In the big-data era, businesses yearn to be data-driven in their decision making processes. Rather than act on hunch, they’d prefer to observe and measure, then make decisions accordingly. That’s a laudable standard – but it raises the bar. A culture driven by data, in turn, drives a desire for real-time, streaming data.
And if culture didn’t drive that desire, technology trends would. Analyzing Web logs in real-time can help drive multi-channel marketing initiatives with much more immediate impact. The extremely-hyped IoT – the Internet of Things – is all about the observation of ephemeral sensor readings, the quintessential streaming data. But the value of that data is ephemeral as well, making real-time, streaming analytics a necessity. In the consumer packaged goods world, for example, using sensors to monitor temperature and other physical attributes of manufacturing equipment helps assure things are running smoothly. These readings can also be fed into predictive models to prevent breakdowns before they happen, and keep the assembly lines running.
It’s exciting. The use cases and the demand for streaming are in place, and 2016 is poised to be the year when streaming analytics crosses over from niche to mainstream.
The rewards of being able to analyze data in real-time are huge, but the effort often has been as well.
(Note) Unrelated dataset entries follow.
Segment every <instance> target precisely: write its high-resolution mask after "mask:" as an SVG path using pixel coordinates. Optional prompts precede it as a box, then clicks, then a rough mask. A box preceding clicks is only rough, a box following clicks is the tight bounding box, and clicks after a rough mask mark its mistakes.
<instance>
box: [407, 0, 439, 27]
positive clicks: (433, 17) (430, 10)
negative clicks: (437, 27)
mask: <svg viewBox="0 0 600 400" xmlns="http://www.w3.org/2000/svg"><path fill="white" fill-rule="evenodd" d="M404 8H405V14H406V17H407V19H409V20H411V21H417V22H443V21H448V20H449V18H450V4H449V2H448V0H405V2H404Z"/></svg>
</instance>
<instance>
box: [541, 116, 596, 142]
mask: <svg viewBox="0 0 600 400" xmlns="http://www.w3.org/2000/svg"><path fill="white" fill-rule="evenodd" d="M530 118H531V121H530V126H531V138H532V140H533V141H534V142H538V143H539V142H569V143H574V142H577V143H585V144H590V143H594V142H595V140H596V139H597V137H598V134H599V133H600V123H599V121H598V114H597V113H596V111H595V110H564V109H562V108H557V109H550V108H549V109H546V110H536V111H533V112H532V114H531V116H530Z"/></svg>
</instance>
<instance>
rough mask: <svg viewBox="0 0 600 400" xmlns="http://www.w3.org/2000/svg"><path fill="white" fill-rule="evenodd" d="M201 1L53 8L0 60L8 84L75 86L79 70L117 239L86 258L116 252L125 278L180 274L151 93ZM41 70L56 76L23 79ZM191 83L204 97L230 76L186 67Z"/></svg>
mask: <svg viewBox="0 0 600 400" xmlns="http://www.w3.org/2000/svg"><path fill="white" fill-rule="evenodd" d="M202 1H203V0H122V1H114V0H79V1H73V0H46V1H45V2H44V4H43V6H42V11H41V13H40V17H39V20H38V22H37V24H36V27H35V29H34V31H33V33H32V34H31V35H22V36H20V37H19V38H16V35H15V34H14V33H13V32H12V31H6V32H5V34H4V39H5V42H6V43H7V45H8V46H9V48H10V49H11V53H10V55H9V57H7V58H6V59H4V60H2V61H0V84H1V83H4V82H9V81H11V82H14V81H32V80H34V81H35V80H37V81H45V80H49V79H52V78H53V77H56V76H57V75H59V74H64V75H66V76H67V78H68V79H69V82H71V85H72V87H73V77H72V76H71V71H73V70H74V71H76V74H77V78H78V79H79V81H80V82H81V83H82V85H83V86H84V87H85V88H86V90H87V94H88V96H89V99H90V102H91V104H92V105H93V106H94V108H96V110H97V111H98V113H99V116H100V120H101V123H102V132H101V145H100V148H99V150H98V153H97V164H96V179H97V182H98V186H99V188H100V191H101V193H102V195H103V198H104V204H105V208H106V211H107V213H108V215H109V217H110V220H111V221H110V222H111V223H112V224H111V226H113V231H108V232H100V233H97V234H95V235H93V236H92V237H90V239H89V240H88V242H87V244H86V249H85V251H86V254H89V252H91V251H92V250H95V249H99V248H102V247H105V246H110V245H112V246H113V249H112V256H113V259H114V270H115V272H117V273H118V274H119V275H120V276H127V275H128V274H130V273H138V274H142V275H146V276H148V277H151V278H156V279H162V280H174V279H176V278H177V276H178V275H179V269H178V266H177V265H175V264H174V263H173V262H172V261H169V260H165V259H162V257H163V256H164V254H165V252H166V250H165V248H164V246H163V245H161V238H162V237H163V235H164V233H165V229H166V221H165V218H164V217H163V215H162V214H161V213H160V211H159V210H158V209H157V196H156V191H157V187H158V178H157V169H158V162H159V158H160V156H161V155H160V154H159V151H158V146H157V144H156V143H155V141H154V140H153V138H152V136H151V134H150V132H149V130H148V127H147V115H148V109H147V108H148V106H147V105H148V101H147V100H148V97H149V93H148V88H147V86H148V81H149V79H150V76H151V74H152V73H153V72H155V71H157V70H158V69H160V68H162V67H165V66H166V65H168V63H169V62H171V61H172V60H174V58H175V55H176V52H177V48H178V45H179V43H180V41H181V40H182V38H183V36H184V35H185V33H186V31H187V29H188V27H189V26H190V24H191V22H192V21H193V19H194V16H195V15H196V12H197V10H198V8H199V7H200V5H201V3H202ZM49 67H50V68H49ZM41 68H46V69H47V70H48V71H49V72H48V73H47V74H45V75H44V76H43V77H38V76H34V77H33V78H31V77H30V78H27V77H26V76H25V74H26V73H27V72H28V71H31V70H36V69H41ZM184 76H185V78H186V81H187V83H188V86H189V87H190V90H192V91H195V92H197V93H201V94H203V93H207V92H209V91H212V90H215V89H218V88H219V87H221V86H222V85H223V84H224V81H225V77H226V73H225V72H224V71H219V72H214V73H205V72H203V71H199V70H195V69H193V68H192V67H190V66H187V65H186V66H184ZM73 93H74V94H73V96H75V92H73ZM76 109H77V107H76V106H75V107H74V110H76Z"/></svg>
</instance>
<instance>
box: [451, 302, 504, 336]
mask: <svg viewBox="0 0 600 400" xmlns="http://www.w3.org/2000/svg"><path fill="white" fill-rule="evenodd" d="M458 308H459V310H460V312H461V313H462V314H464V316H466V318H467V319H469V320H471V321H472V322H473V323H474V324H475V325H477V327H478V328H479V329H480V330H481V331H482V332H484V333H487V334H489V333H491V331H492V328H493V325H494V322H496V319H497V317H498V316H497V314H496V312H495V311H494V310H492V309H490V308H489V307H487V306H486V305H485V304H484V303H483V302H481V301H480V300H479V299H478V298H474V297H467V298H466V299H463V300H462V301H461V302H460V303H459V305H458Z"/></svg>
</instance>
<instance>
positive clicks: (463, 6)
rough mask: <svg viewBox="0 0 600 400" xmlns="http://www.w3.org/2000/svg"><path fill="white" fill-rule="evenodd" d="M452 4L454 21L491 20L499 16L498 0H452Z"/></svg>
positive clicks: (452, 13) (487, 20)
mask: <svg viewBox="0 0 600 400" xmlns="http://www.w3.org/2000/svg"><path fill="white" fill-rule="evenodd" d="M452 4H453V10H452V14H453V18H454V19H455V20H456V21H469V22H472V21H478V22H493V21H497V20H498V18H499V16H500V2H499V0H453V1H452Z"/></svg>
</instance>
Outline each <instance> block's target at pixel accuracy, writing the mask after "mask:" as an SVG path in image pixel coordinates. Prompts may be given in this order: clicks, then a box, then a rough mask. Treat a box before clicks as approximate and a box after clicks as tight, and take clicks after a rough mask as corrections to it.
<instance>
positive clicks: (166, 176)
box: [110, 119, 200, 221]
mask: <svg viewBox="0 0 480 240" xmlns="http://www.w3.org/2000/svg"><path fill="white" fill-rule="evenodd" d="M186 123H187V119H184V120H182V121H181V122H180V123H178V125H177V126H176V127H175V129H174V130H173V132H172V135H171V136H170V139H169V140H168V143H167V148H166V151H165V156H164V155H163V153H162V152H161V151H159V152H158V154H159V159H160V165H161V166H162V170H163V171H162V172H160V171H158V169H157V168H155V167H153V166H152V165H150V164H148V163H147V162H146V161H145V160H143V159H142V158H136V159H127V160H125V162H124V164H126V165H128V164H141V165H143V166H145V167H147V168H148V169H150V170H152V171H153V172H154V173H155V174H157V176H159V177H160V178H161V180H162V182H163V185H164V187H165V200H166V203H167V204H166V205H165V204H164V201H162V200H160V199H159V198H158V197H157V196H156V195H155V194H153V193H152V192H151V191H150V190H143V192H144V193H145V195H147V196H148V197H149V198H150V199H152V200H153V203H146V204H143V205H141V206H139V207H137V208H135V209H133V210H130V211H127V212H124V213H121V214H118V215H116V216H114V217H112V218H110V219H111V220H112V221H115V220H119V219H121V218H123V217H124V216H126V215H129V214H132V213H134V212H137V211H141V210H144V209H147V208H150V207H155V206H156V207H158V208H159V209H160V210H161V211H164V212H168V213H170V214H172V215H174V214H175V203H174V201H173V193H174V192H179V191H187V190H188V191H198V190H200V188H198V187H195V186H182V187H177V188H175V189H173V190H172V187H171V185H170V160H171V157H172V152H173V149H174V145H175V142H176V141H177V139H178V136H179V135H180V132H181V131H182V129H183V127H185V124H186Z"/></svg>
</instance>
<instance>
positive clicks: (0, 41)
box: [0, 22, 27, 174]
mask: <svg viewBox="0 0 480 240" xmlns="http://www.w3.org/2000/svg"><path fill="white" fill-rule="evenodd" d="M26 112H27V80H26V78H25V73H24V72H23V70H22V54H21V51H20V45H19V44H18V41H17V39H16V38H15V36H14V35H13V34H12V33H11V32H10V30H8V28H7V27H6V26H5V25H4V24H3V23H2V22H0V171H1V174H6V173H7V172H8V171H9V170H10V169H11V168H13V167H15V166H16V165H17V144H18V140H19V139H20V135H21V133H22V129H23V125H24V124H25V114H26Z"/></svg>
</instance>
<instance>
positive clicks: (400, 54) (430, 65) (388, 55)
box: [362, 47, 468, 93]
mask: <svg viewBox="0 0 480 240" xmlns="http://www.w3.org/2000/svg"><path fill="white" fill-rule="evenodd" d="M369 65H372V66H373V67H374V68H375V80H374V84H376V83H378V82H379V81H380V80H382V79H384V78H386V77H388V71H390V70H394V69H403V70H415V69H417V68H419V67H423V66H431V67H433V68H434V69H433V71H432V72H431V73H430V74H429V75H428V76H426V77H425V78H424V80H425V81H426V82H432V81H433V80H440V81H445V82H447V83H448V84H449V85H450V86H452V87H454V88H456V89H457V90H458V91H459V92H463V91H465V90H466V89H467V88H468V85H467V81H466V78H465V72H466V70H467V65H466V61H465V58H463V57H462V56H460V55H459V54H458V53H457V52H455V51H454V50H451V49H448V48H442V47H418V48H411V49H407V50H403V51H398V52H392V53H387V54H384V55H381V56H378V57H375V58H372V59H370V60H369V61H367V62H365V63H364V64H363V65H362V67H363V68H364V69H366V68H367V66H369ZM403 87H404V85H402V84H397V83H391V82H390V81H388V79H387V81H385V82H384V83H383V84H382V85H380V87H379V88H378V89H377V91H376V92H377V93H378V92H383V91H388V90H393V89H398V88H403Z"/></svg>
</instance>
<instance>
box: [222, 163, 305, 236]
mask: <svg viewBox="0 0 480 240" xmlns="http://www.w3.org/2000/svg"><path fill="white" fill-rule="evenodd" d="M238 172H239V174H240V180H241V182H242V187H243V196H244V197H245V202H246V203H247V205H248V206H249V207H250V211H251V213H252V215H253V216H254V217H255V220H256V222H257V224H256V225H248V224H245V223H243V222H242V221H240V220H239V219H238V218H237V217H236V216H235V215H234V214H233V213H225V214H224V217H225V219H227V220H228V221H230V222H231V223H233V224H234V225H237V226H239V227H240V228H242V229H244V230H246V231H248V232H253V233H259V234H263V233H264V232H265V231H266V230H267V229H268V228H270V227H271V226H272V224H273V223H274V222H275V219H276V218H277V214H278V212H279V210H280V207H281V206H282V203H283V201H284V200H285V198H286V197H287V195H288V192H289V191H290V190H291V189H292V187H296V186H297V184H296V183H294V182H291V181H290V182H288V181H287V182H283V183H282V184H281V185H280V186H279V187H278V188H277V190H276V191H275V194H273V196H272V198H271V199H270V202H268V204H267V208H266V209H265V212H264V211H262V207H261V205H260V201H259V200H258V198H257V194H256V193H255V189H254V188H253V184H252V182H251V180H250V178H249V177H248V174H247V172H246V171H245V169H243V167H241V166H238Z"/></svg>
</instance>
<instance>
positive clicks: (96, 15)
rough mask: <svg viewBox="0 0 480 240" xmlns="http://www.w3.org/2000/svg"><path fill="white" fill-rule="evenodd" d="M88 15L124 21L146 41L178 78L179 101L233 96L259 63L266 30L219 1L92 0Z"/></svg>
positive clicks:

Working with streaming data isn’t like working with data at rest. It involves a paradigm shift, a different skill set, a different outlook, a change of mindset.
To understand why, we need only rewind a bit, to real-time data technology before the Big Data era. That category of software, known as complex event processing, or CEP, set the precedent for streaming data and difficulty going hand-in-hand.
Back then, data was smaller and accepted latencies were higher. That meant CEP was niche, allowing it to be difficult, expensive and inconsistent with other data technology.
Querying data at rest involves an architecture and approach that has been with us for more than 20 years: find a connector/driver/provider that can talk to your database, feed it a SQL query, and get your results back as a set of rows and columns. This is a pattern with which virtually every technologist is familiar. It’s a universal, standard, shared concept.
But with streaming data, you need to work with data structured as “messages.” Messaging systems work on the premise of “publishing” small bit of data to queues, to which other systems can “subscribe.” They are thus often referred to as pub/sub message buses. Message buses don’t work like databases.;